Cognitive Distortions Reference

Distortion What It Looks Like
All-or-Nothing Seeing things in binary terms — complete success or complete failure. No middle ground, no partial credit.
Overgeneralization Drawing sweeping conclusions from a single event. "This always happens." "I never get this right."
Mental Filter Focusing exclusively on one negative detail while ignoring the larger picture.
Disqualifying the Positive Dismissing positive experiences as exceptions, luck, or flukes. "That doesn't count."
Jumping to Conclusions Making negative interpretations without evidence. Includes mind-reading and fortune-telling.
Catastrophizing Exaggerating the importance or consequences of a problem.
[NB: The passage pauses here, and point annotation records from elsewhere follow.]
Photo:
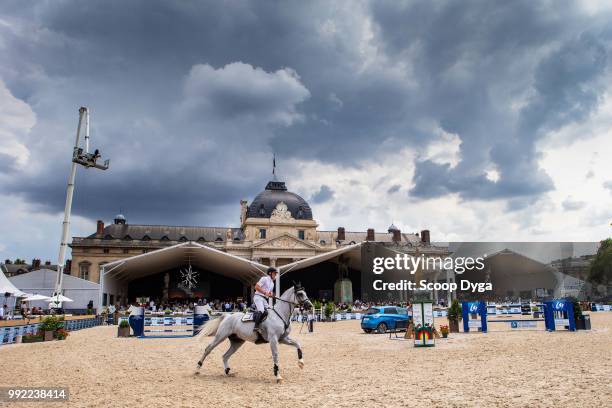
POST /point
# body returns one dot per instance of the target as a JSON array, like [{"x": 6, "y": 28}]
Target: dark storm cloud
[
  {"x": 323, "y": 195},
  {"x": 572, "y": 205},
  {"x": 190, "y": 99},
  {"x": 394, "y": 189},
  {"x": 7, "y": 163}
]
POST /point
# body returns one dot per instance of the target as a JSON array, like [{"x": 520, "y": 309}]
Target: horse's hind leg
[
  {"x": 235, "y": 344},
  {"x": 216, "y": 341},
  {"x": 291, "y": 342},
  {"x": 274, "y": 347}
]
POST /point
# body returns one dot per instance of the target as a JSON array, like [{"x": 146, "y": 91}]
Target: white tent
[
  {"x": 115, "y": 276},
  {"x": 8, "y": 292},
  {"x": 6, "y": 286}
]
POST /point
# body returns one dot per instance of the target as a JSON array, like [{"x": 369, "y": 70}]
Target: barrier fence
[
  {"x": 9, "y": 334},
  {"x": 150, "y": 325},
  {"x": 558, "y": 314}
]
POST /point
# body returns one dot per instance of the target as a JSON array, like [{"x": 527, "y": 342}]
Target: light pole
[{"x": 81, "y": 157}]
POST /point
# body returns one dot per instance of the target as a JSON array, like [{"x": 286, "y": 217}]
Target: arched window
[{"x": 84, "y": 269}]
Imagining worst-case as probable.
Minimization Shrinking the significance of your own achievements, strengths, or positive qualities.
Emotional Reasoning Treating feelings as facts. "I feel like a failure, so I must be one."
Should Statements Using rigid rules about how you or others must behave. Creates guilt when applied to self, resentment when applied to others.
Labeling Attaching a global negative label to yourself or others based on a specific behavior. "I'm a failure." "He's incompetent."
Personalization Taking responsibility for external events that were not caused by you, or blaming others for events that involved shared responsibility.
Magnification Blowing up the significance of problems or other people's achievements while shrinking your own.

My Pattern Identification

Describe a recent situation where one of these patterns showed up

Before Your Next Session

Pick the one distortion that shows up most reliably when you are under pressure. What would it take to catch it in the moment — before it shapes your response?

What is the earliest signal that this pattern is active? A particular feeling, a specific kind of trigger, a tone you notice in your own thinking?